Jazz Pianist Helps South Side Day Nursery

Richard Carr was the big man at the big keyboard connected to the big, intimidating speaker one morning last week at the South Side Day Nursery, 2930 Iowas Avenue.

But when he started to play his New Age/contemporary music, Carr quickly won over his audience of 4- and 5-year-olds, who had eyed him somewhat suspiciously when they were first brought into the room by their nursery-school teachers.

And when he launched into renditions of "Winnie the Pooh" and "Cruella De Ville" from the movie "101 Dalmations," Carr had the youngsters laughing, clapping and joining him in singing the popular children's tunes.

Carr, who grew up nearby in Tower Grove Heights neighborhood and has since become a Jazz and New Age pianist of note in New Orleans, acknowledged before his free performance at the old day-care center that this could be the toughest audience he had ever faced. "How do you relate to children so young?" he wondered aloud.

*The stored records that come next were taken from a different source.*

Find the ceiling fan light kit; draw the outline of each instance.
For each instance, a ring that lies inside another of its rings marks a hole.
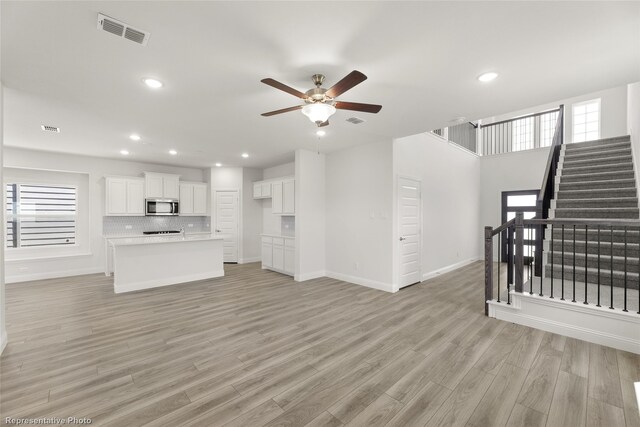
[[[340,80],[329,89],[324,89],[322,83],[324,82],[323,74],[314,74],[311,76],[313,84],[316,86],[313,89],[309,89],[305,93],[302,93],[292,87],[289,87],[283,83],[280,83],[274,79],[262,79],[261,82],[287,92],[297,98],[304,100],[306,105],[297,105],[295,107],[283,108],[281,110],[270,111],[268,113],[262,113],[263,116],[273,116],[276,114],[282,114],[289,111],[302,110],[302,114],[315,123],[318,127],[327,126],[329,124],[329,117],[335,114],[336,110],[353,110],[362,111],[365,113],[377,113],[382,109],[382,105],[374,104],[360,104],[357,102],[341,102],[336,101],[335,98],[348,91],[352,87],[362,83],[367,79],[367,76],[360,71],[354,70],[346,77]]]

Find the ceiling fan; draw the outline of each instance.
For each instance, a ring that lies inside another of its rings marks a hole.
[[[354,70],[347,74],[342,80],[333,85],[331,88],[324,89],[322,87],[322,83],[324,82],[324,75],[314,74],[313,76],[311,76],[311,80],[313,81],[313,84],[316,85],[316,87],[313,89],[309,89],[305,93],[297,91],[296,89],[280,83],[274,79],[262,79],[260,80],[262,83],[285,91],[293,96],[304,100],[305,102],[303,105],[283,108],[282,110],[269,111],[268,113],[262,113],[262,115],[265,117],[269,117],[276,114],[287,113],[289,111],[302,110],[302,114],[307,116],[309,120],[315,123],[318,127],[322,127],[329,124],[329,117],[336,112],[336,109],[362,111],[365,113],[377,113],[382,109],[382,105],[336,101],[335,99],[354,86],[362,83],[366,79],[367,76],[362,74],[360,71]]]

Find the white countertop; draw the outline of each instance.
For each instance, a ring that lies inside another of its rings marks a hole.
[[[186,231],[185,235],[186,236],[195,236],[195,235],[199,235],[199,234],[211,234],[211,231]],[[179,235],[179,233],[173,233],[173,234],[142,234],[142,233],[135,233],[135,234],[116,234],[116,235],[111,235],[108,236],[106,234],[103,234],[102,237],[108,240],[112,240],[112,239],[129,239],[129,238],[141,238],[141,237],[155,237],[155,236],[177,236]]]
[[[181,243],[181,242],[194,242],[202,240],[223,240],[221,236],[214,234],[186,234],[184,236],[178,235],[153,235],[144,237],[116,237],[108,238],[109,244],[112,246],[125,246],[125,245],[151,245],[158,243]]]
[[[283,236],[282,234],[275,234],[275,233],[262,233],[260,234],[261,236],[264,237],[277,237],[280,239],[295,239],[296,236]]]

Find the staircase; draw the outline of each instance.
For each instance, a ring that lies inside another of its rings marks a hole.
[[[556,173],[549,218],[625,220],[640,218],[629,136],[565,144]],[[559,226],[545,233],[545,277],[638,289],[640,232],[637,227]],[[600,277],[598,278],[598,241]],[[625,244],[626,242],[626,244]],[[625,251],[626,245],[626,251]],[[553,247],[553,255],[551,248]],[[564,248],[564,253],[563,253]],[[626,258],[625,258],[626,252]],[[575,271],[574,271],[575,260]],[[564,268],[562,263],[564,261]],[[586,263],[586,264],[585,264]],[[585,265],[586,280],[585,280]]]

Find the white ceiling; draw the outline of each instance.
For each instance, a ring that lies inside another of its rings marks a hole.
[[[5,144],[206,167],[266,167],[640,80],[638,2],[2,1]],[[97,14],[151,32],[146,47],[96,29]],[[320,143],[300,112],[260,113],[351,70],[369,79]],[[476,77],[496,70],[482,84]],[[147,89],[141,78],[165,83]],[[366,120],[345,122],[351,116]],[[41,124],[61,128],[45,133]],[[128,139],[139,133],[147,145]],[[178,156],[167,151],[175,148]],[[250,158],[241,159],[246,151]]]

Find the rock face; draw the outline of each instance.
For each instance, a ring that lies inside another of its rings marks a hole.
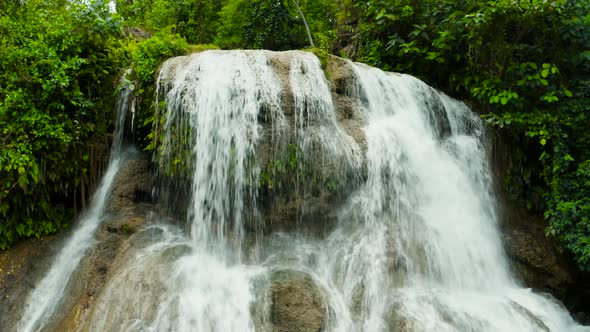
[[[154,176],[149,158],[137,151],[128,151],[119,169],[106,206],[107,217],[96,231],[96,245],[80,262],[66,287],[65,313],[52,328],[59,331],[78,330],[116,269],[116,258],[126,248],[130,237],[147,224],[155,210],[150,203]]]
[[[506,252],[526,285],[564,298],[573,284],[572,267],[544,234],[542,220],[525,219],[504,231]]]
[[[59,311],[63,315],[47,322],[48,330],[76,330],[84,320],[108,279],[114,258],[125,241],[145,225],[146,214],[154,209],[152,204],[142,203],[146,200],[144,191],[151,188],[151,179],[145,156],[135,154],[121,167],[107,208],[109,214],[96,231],[97,244],[72,275],[63,309]],[[28,240],[0,252],[1,331],[16,331],[29,293],[44,277],[70,232]]]
[[[154,176],[149,158],[138,152],[130,152],[111,188],[107,211],[114,214],[131,212],[139,202],[150,201]]]
[[[590,278],[557,243],[545,236],[546,221],[513,202],[503,186],[502,174],[513,162],[510,140],[497,132],[488,135],[492,173],[500,203],[500,226],[506,254],[517,277],[526,287],[553,295],[563,302],[579,322],[590,323]],[[527,199],[535,202],[536,197]],[[537,205],[537,203],[534,203]]]
[[[321,293],[306,273],[275,271],[271,277],[271,322],[275,332],[319,332],[326,309]]]
[[[348,167],[345,162],[340,165],[330,164],[327,158],[322,158],[326,152],[318,148],[317,143],[305,152],[300,150],[301,133],[298,133],[300,125],[297,121],[301,120],[297,120],[297,96],[291,86],[293,71],[297,70],[292,63],[295,54],[300,52],[265,52],[282,85],[281,111],[285,126],[283,133],[277,135],[276,124],[268,119],[262,121],[257,159],[261,176],[269,178],[263,183],[259,198],[264,225],[247,223],[246,226],[251,230],[262,229],[265,233],[297,229],[307,235],[321,235],[332,229],[336,220],[334,211],[342,198],[354,189],[341,184],[355,181],[341,180],[362,179],[363,167]],[[302,71],[311,71],[309,66],[313,63],[300,65]],[[320,70],[326,73],[326,84],[333,101],[333,105],[323,107],[334,108],[335,121],[342,130],[341,134],[351,138],[350,143],[356,145],[359,152],[365,151],[366,138],[362,129],[365,119],[359,113],[362,105],[355,95],[356,82],[350,62],[330,56],[322,66]],[[297,98],[310,98],[305,100],[306,103],[315,102],[310,96]]]
[[[143,208],[150,209],[149,206]],[[145,216],[137,214],[112,216],[100,226],[96,233],[97,244],[84,256],[66,288],[64,309],[60,311],[65,315],[55,322],[54,330],[78,330],[108,281],[119,252],[129,237],[145,224]]]
[[[21,242],[0,251],[0,330],[14,331],[25,300],[50,268],[67,232]]]
[[[553,295],[576,320],[588,324],[590,279],[545,236],[546,227],[541,217],[522,212],[505,217],[503,241],[512,268],[526,287]]]

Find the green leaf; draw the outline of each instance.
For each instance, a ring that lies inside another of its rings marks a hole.
[[[547,140],[544,138],[541,138],[541,141],[539,143],[541,143],[541,145],[545,145],[545,144],[547,144]]]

"Just play whatever you usually do," was the advice from Sheila Davis, Community Relations Director at the South Side Day Nursery. "We try to teach the kids to just express themselves, and we want to expose them to many types of music."

Clearly, however, the children loved the kids' songs the best. And Carr soon warmed to playing those songs. His only regret, he told the children, was that a bad cold had played havoc with his voice.

"This is not my normal voice, so you'll have to help me sing," he implored his audience with a gravely rasp.

So everybody sang along and had a good time as Carr kicked off events to help the old Day Nursery, which dates to 1886 and is the oldest continuously operated day-care center west of the Mississippi River.

Carr, 38, also played a benefit acoustic piano concert for the nursery on Sunday evening for $30 a ticket at the Piper Palm House in Tower Grove Park. The benefit concert raised almost $2,200 for the nursery.

He said he had a special affinity for the nursery because his niece attended preschool classes there; his sister, Cathleen, and brother, Greg, have served on the nursery's board; and his father, Richard Sr., has been on its advisory board and helped buy the building that houses the nursery's shool-age program.

Carr smiled and thanked the children at the nursery when they gave him a big, blue umbrella in appreciation for the concert. "You must have heard that I live in New Orleans and that it rains alot there," he told them.

A full-time musician and composer for the past five years, Carr has released five CDs of his piano music to good reviews from New Age and Jazz critics. He says he plans a sixth CD release in July of music inspired by various national monuments, including the Vietnam Veterans Memorial in Washington.

"I hope my music will capture the power and the energy that you find at the memorial." he said in an interview. "I could just feel the sense of energy that is there when I visited it. It's really unbelievable."

Carr holds two music degrees from Southern Illinois University at Edwardsville. He says his music is influenced by many sources, including American, Russian and French composers of the late 19th and early 20th centuries, as well as various modern performers.

He took his first piano lessons in St. Louis at age 5, graduated from St. Louis University High School in the early 1980s and then earned his music degrees. He later got a degree in Sports Management and worked in that field for several years before turning back to music as a full-time career.

He plays piano from four to seven nights a week at clubs, restaurants and hotels in New Orleans' French Quarter and composes and records music when he's not performing.